The Minister has just told the House and me that, to run the new scheme from April next year, Rotherham will have available no less funding than it has during this financial year. I will look very carefully at the facts, and, if they match the Minister’s words, I will welcome them; if they do not, I shall demand that he puts the House straight and offers an apology.
On work incentives, will not the Secretary of State therefore use his powers under schedule 4 to specify that people in work must, and work incentives will, be protected as he proposes, and has pledged, to use them for pensioners? If that is the case, the Minister’s actions will match his words. If that is not the case, exhortations on the importance of local government schemes reflecting needs and not damaging work incentives will not be worth the paper of the circular on which they are sent out, because there will be no protections guaranteeing the preservation of work incentives until and unless the Secretary of State chooses to use his powers as he has pledged to use them for pensioners.
Until that point, it is reasonable for Opposition Members, who are concerned about the future of this support for council tax payments, to continue to press the Minister and to be concerned that non-pensioners are likely to bear a heavy cut in their current support.

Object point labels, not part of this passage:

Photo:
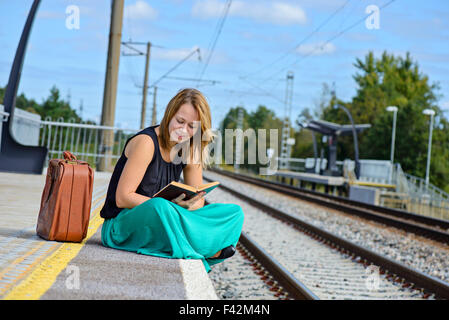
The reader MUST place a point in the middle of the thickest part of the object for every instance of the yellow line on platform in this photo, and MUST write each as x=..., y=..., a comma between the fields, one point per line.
x=45, y=274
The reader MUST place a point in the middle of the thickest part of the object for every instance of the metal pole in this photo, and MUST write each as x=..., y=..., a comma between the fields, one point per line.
x=110, y=85
x=393, y=138
x=154, y=119
x=145, y=87
x=356, y=144
x=429, y=150
x=238, y=140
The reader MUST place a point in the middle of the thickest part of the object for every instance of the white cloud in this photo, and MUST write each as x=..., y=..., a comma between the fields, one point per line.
x=445, y=105
x=175, y=54
x=140, y=10
x=316, y=49
x=275, y=12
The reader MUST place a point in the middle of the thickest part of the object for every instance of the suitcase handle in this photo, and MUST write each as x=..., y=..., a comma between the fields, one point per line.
x=69, y=156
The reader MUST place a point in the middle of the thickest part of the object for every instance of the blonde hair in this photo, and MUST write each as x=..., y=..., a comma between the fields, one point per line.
x=198, y=101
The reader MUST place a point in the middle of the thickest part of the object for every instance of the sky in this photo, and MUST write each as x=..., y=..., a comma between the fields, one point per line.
x=259, y=42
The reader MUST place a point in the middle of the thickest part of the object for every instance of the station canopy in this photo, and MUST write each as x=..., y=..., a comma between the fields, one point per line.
x=334, y=129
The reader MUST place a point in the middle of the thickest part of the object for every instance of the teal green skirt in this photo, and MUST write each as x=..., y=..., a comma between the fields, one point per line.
x=161, y=228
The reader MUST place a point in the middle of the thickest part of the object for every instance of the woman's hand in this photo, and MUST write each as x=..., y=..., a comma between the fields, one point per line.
x=192, y=204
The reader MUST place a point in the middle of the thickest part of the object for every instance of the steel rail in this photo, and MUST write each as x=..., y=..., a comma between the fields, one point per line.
x=429, y=227
x=397, y=270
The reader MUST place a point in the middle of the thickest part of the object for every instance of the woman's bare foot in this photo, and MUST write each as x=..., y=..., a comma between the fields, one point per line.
x=217, y=254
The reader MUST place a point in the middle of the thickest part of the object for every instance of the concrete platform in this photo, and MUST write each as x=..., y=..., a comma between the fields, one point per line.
x=33, y=268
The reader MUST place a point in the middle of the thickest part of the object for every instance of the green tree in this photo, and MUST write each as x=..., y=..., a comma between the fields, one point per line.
x=395, y=80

Those on low incomes who are not pensioners, but who would get the full council tax benefit under the current system, will, as the Barnsley advice network has told me, have to find 20% of their council tax bill from their basic income, whatever they earn, as councils try to make less go further.
The Minister is old enough, experienced enough and has been involved in local government long enough for this measure to sound a warning to him and his colleagues. This is the return of the poll tax—[Interruption.] There are a few groans from Tory Members, but let us remember that a 20% minimum payment expected of all people, whatever their means, was part of the flaw in, and at the heart of the unfairness of, the community charge a couple of decades ago. In practice, that is what we are building in for non-pensioners: a requirement to cover for themselves, whatever their income, about 20% of the council tax costs in their local area.

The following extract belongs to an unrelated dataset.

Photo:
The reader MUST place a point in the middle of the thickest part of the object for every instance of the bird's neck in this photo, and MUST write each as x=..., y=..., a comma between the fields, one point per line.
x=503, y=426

Given the way in which the measure will work for many, it is a return of the poll tax: rushed into law and rushed into practice, with a deaf ear to local government, to charities, to experts and to Members, who warn the Government, “You’re pushing too far, too fast with these changes.” I will return in a moment to the amendments on the legislation’s commencement tabled by my right hon. Friend the Member for Greenwich and Woolwich, but first let me do my job and introduce new clause 2 and the amendments that stand in my name.
With new clause 2 and amendment 2, I seek to challenge the Secretary of State’s powers over, and prescription of, the new council tax support schemes. My purpose is this: I believe that the House and local government require a justification for the inclusion in this Bill of such powers of prescription from the centre over the local, otherwise their removal from the Bill is justified. None of the arguments that I have heard from Ministers, on Second Reading, in Committee or today, justifies the extent of the centralised powers vested in the Secretary of State to design and to enforce a particular manner of council tax support scheme.
The Government claim that the reform is a localising one. If it is, they should localise the decisions on the design of, and procedure for preparing, the scheme. They should localise the decisions and let the local authorities that will run the scheme devise them, in the Minister’s words, to suit local circumstances.